SZLFQ & Anor v Minister for Immigration and Citizenship
[2008] HCASL 568
SZLFQ & ANOR
v
MINISTER FOR IMMIGRATION AND CITIZENSHIP & ANOR
[2008] HCASL 568
S393/2008
The applicants are married. They are citizens of India. A delegate of the first respondent refused their application for protection visas.
The Refugee Review Tribunal upheld the delegate's decision. The claim of the husband rested on a contention that he was a Christian who had been targeted by Hindu fundamentalists. The Tribunal found that the husband's evidence as to his Christian beliefs and practice was very unconvincing, and that he had only a limited association with the Christian Church. He claimed that false charges had been levelled against him, that he had spent a month in prison, and that his son had been murdered by extremists. The Tribunal gave numerous detailed reasons for not accepting these claims.

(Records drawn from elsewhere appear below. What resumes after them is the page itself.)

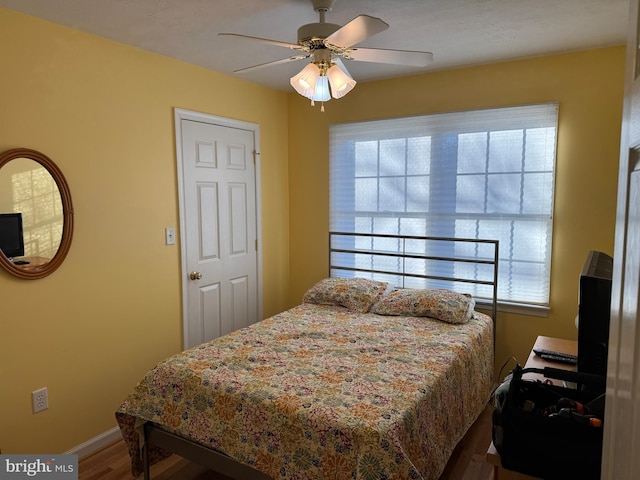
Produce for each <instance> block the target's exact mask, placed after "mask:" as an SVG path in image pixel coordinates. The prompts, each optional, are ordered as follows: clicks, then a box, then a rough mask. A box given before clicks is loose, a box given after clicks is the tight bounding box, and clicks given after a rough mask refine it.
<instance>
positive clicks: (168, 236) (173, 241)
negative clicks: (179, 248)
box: [164, 227, 176, 245]
mask: <svg viewBox="0 0 640 480" xmlns="http://www.w3.org/2000/svg"><path fill="white" fill-rule="evenodd" d="M164 235H165V241H166V242H165V243H166V244H167V245H175V244H176V229H175V228H173V227H167V228H165V229H164Z"/></svg>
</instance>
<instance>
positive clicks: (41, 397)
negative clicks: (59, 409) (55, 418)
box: [31, 387, 49, 413]
mask: <svg viewBox="0 0 640 480" xmlns="http://www.w3.org/2000/svg"><path fill="white" fill-rule="evenodd" d="M31 404H32V405H33V413H38V412H41V411H42V410H46V409H47V408H49V393H48V392H47V387H44V388H41V389H39V390H35V391H33V392H31Z"/></svg>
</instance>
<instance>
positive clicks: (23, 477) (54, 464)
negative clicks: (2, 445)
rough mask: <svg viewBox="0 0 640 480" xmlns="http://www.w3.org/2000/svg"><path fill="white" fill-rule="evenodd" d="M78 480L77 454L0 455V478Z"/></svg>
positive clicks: (57, 479)
mask: <svg viewBox="0 0 640 480" xmlns="http://www.w3.org/2000/svg"><path fill="white" fill-rule="evenodd" d="M23 478H26V479H31V478H35V479H47V480H78V456H77V455H0V480H18V479H23Z"/></svg>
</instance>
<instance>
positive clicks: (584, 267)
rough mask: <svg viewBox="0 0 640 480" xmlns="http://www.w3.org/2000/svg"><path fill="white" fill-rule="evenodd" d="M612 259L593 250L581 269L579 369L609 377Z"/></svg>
mask: <svg viewBox="0 0 640 480" xmlns="http://www.w3.org/2000/svg"><path fill="white" fill-rule="evenodd" d="M612 273H613V258H611V257H610V256H609V255H607V254H606V253H603V252H597V251H593V250H592V251H591V252H589V254H588V255H587V258H586V260H585V262H584V266H583V267H582V272H580V285H579V292H578V372H584V373H592V374H596V375H602V376H604V377H606V374H607V356H608V353H609V352H608V350H609V323H610V311H611V284H612Z"/></svg>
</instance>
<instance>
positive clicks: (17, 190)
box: [0, 158, 64, 265]
mask: <svg viewBox="0 0 640 480" xmlns="http://www.w3.org/2000/svg"><path fill="white" fill-rule="evenodd" d="M0 192H1V193H0V215H3V214H16V213H20V214H22V215H21V216H22V239H23V240H22V241H23V245H24V248H23V253H22V256H20V257H18V258H14V263H16V262H17V264H18V265H20V264H22V265H30V264H32V263H37V264H39V265H42V264H44V263H46V262H48V261H49V260H51V259H52V258H53V257H54V255H55V254H56V252H57V251H58V247H59V246H60V240H61V239H62V227H63V219H64V217H63V214H62V197H61V196H60V192H59V191H58V187H57V185H56V182H55V180H54V179H53V177H52V176H51V174H50V173H49V172H48V171H47V170H46V169H45V168H44V167H43V166H42V165H40V164H39V163H38V162H35V161H33V160H31V159H29V158H16V159H14V160H12V161H11V162H9V163H7V164H6V165H5V166H4V167H3V168H2V169H1V170H0ZM6 218H11V217H10V216H9V215H7V217H6ZM13 218H16V217H15V215H14V216H13ZM0 222H1V221H0ZM13 223H14V225H16V224H17V222H16V221H15V220H14V222H13ZM0 228H2V227H0ZM17 234H18V230H17V229H16V228H15V226H14V227H13V228H11V229H10V225H7V227H6V230H4V233H0V239H4V240H5V242H7V243H0V248H2V250H3V252H4V253H5V254H6V255H7V256H11V253H12V252H10V251H8V250H7V248H3V247H4V246H5V245H15V244H16V240H18V239H17V238H16V237H15V235H17ZM23 257H24V258H23ZM23 262H29V263H28V264H25V263H23Z"/></svg>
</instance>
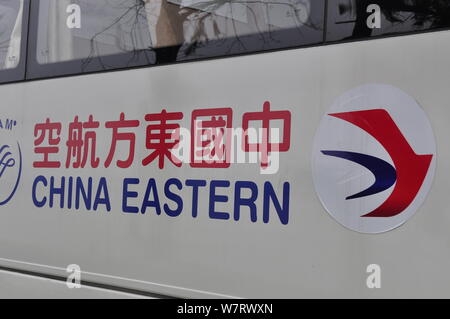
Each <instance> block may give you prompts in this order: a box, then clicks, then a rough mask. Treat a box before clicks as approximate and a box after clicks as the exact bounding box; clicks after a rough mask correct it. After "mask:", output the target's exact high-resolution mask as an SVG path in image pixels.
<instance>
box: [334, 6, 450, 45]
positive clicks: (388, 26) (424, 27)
mask: <svg viewBox="0 0 450 319" xmlns="http://www.w3.org/2000/svg"><path fill="white" fill-rule="evenodd" d="M327 25H328V28H327V34H326V40H327V41H339V40H345V39H359V38H365V37H376V36H381V35H388V34H397V33H408V32H415V31H424V30H430V29H437V28H445V27H449V26H450V1H448V0H329V2H328V20H327Z"/></svg>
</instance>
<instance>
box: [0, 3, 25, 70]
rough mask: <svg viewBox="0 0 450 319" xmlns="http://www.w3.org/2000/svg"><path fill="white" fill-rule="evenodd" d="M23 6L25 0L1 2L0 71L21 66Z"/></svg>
mask: <svg viewBox="0 0 450 319" xmlns="http://www.w3.org/2000/svg"><path fill="white" fill-rule="evenodd" d="M23 4H24V2H23V0H22V1H18V0H2V1H0V70H5V69H12V68H15V67H17V66H18V64H19V60H20V40H21V36H22V31H21V29H22V12H23Z"/></svg>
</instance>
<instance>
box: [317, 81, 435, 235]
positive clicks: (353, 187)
mask: <svg viewBox="0 0 450 319" xmlns="http://www.w3.org/2000/svg"><path fill="white" fill-rule="evenodd" d="M435 158H436V146H435V141H434V136H433V132H432V129H431V126H430V124H429V122H428V119H427V117H426V115H425V113H424V112H423V110H422V109H421V108H420V106H419V105H418V104H417V102H416V101H415V100H414V99H413V98H411V97H410V96H408V95H407V94H406V93H404V92H402V91H401V90H399V89H397V88H394V87H391V86H387V85H379V84H371V85H365V86H362V87H359V88H356V89H354V90H351V91H349V92H347V93H346V94H344V95H343V96H341V97H339V98H338V99H337V100H336V101H335V103H334V104H333V106H332V107H331V109H330V111H329V112H327V114H326V115H325V117H324V119H323V120H322V122H321V124H320V127H319V130H318V133H317V135H316V139H315V144H314V152H313V175H314V182H315V187H316V190H317V193H318V195H319V197H320V200H321V201H322V203H323V205H324V206H325V208H326V210H327V211H328V212H329V213H330V215H331V216H333V217H334V218H335V219H336V220H337V221H338V222H339V223H341V224H342V225H344V226H346V227H348V228H350V229H353V230H355V231H359V232H363V233H380V232H385V231H388V230H391V229H393V228H395V227H397V226H399V225H401V224H402V223H404V222H405V221H406V220H407V219H408V218H410V217H411V216H412V215H413V214H414V213H415V212H416V211H417V209H418V208H419V206H420V205H421V204H422V202H423V201H424V199H425V196H426V194H427V193H428V191H429V189H430V187H431V182H432V178H433V175H434V170H435V161H436V159H435Z"/></svg>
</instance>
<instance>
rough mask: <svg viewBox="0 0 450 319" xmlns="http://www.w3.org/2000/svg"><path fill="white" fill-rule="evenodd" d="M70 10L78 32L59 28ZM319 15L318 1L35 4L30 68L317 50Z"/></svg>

An application for judicial review to the Federal Magistrates Court (Cameron FM) was unsuccessful. An appeal to the Federal Court of Australia (Moore J) was dismissed.

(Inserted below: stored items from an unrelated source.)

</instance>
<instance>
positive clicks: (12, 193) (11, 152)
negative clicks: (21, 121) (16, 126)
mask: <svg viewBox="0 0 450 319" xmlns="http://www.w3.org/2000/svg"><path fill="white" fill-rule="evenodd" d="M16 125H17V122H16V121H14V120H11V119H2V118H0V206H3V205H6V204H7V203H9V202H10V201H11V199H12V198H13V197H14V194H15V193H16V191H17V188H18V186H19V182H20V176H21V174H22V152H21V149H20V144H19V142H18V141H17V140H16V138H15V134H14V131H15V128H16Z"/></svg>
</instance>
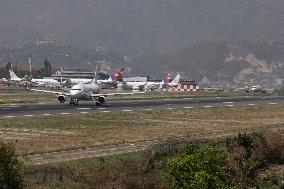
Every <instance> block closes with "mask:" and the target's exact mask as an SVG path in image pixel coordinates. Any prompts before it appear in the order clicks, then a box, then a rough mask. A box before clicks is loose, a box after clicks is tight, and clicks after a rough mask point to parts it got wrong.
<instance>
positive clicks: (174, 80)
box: [171, 73, 180, 85]
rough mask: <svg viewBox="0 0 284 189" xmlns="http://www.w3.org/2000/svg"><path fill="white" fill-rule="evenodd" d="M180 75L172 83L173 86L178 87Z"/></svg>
mask: <svg viewBox="0 0 284 189" xmlns="http://www.w3.org/2000/svg"><path fill="white" fill-rule="evenodd" d="M179 79H180V74H179V73H178V74H177V76H176V77H175V78H174V80H173V81H172V82H171V84H172V85H177V84H178V83H179Z"/></svg>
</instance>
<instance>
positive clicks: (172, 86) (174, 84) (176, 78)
mask: <svg viewBox="0 0 284 189" xmlns="http://www.w3.org/2000/svg"><path fill="white" fill-rule="evenodd" d="M167 78H168V77H167ZM179 80H180V74H179V73H178V74H177V75H176V77H175V78H174V79H173V80H172V82H169V81H170V80H168V79H166V83H162V87H163V88H167V87H177V86H178V83H179ZM162 82H163V81H162Z"/></svg>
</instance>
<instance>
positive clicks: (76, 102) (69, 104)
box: [69, 98, 79, 106]
mask: <svg viewBox="0 0 284 189" xmlns="http://www.w3.org/2000/svg"><path fill="white" fill-rule="evenodd" d="M78 105H79V101H78V100H77V99H73V98H71V100H70V102H69V106H78Z"/></svg>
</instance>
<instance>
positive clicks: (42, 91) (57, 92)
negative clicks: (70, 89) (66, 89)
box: [30, 89, 70, 96]
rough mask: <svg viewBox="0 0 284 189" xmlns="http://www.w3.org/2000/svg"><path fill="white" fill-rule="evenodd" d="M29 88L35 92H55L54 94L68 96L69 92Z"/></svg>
mask: <svg viewBox="0 0 284 189" xmlns="http://www.w3.org/2000/svg"><path fill="white" fill-rule="evenodd" d="M30 90H31V91H35V92H43V93H51V94H56V95H65V96H70V93H66V92H60V91H47V90H39V89H30Z"/></svg>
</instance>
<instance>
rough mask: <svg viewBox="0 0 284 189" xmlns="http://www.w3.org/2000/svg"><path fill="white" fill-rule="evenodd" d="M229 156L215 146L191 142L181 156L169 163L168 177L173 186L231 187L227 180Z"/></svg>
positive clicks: (188, 187) (167, 173)
mask: <svg viewBox="0 0 284 189" xmlns="http://www.w3.org/2000/svg"><path fill="white" fill-rule="evenodd" d="M227 156H228V154H227V153H226V152H225V151H224V150H221V149H218V148H215V147H213V146H204V147H198V146H196V145H193V144H192V143H190V144H189V145H187V147H186V148H185V150H184V152H183V153H182V154H181V156H180V157H179V158H177V159H174V160H172V161H171V162H170V163H169V165H168V170H167V172H166V177H167V178H169V180H170V181H171V185H172V187H173V188H194V189H195V188H196V189H197V188H230V186H229V185H228V184H227V181H226V167H225V160H226V157H227Z"/></svg>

The documents filed in support of the applicants' application for special leave to appeal to this Court do not specify any specific error of law on the part of any of the courts below. The papers do not address themselves to the detail of the reasoning in the courts below. Were special leave to appeal to be granted, the appeal would have no prospects of success.
The application is dismissed.
Pursuant to r 41.10.5 we direct the Registrar to draw up, sign and seal an order dismissing the application.